The Beauty of Hairbraiding as Inspiration

The designer’s early exposure to clothing would eventually lead Agbobly to emerge as one of American fashion’s distinctive voices. But it was the journey from humble roots in Lomé, Togo to Chicago in 2007 that sparked a passion for design. In the United States, Agbobly watched as their mother braided hair in their apartment to support the family.
“Her hands moved with a quiet, almost mechanical rhythm, and in that motion I watched her bring creativity into her own hands,” Agbobly says. “That intimacy with fiber and form stayed with me. I realized that design could be a way to articulate my perspective as a Black, queer immigrant navigating their way through the world.”
Upon enrolling at Parsons School of Design, Agbobly began to expand their skills and, notably, to fall in love with knitwear.

“It felt closest to how I was raised: tactile, improvisational, rooted in care,” Agbobly explains. “It brought me back to the image of my mother braiding, and allowed me to channel both my connection to material and the memory of her hands at work.”
Agbobly’s design process is methodical, and rooted in storytelling. Every project begins with research, often turning to family photographs and archives.
“These images ground me in personal and collective histories, reminding me of the cultural lineages I am in conversation with,” they say.

Resilience in Unfamiliar Lands
Bienvenue à Bord, a collection honoring their late brother, helped cement Agbobly’s position in the American fashion landscape as a serious and unique voice. He infused the garments with details like hand embroidery and structured silhouettes to evoke both fragility and strength. These creations not only honored his brother but spoke to Black resilience in unfamiliar lands.

Their collection Togo Vivi Na reflects a more introspective and playful journey. Referencing everything from cornrows to Fanyogo ice cream, they embedded tangible memories into prints, beadwork, and embroidery.
Agbobly hopes to continue to build an American fashion house that centers the multiplicity of Black identity while carrying forward the craftsmanship and memory of Lomé, noting that their immigrant experience has shaped each part of who they are as an individual and designer.

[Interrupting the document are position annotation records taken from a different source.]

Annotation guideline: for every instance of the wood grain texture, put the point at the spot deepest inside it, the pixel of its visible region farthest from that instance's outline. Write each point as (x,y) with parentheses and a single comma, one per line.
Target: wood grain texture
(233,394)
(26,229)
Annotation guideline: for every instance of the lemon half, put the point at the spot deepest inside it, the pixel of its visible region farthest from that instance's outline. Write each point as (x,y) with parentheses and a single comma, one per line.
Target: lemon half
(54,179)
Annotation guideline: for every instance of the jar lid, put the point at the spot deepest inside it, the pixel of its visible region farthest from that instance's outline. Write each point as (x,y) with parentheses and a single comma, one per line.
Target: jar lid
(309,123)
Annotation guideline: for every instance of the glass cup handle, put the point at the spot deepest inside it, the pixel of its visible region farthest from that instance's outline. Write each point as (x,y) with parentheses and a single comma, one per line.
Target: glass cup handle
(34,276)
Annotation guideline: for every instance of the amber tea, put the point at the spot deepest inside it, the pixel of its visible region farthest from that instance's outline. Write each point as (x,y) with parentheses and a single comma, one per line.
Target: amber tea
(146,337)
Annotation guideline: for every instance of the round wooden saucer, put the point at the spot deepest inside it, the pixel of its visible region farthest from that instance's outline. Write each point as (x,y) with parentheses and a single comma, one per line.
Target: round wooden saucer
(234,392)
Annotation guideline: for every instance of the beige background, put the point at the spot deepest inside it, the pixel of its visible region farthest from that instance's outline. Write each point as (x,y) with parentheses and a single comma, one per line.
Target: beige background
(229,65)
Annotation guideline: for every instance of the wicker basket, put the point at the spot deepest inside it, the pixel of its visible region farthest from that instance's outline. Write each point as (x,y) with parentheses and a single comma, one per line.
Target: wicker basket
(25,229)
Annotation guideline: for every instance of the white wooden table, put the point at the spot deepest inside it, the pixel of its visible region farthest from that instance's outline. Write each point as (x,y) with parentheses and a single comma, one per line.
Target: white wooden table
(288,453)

“Moving from Togo to Chicago at a young age meant that I was constantly navigating two worlds, holding onto my roots while learning how to adapt to a new culture,” Agbobly says. “That duality has become the foundation of my work, which exists in conversation between African traditions and Western techniques. I see the world through multiple lenses, and that allows me to tell stories in my collections that resonate with people across cultures.”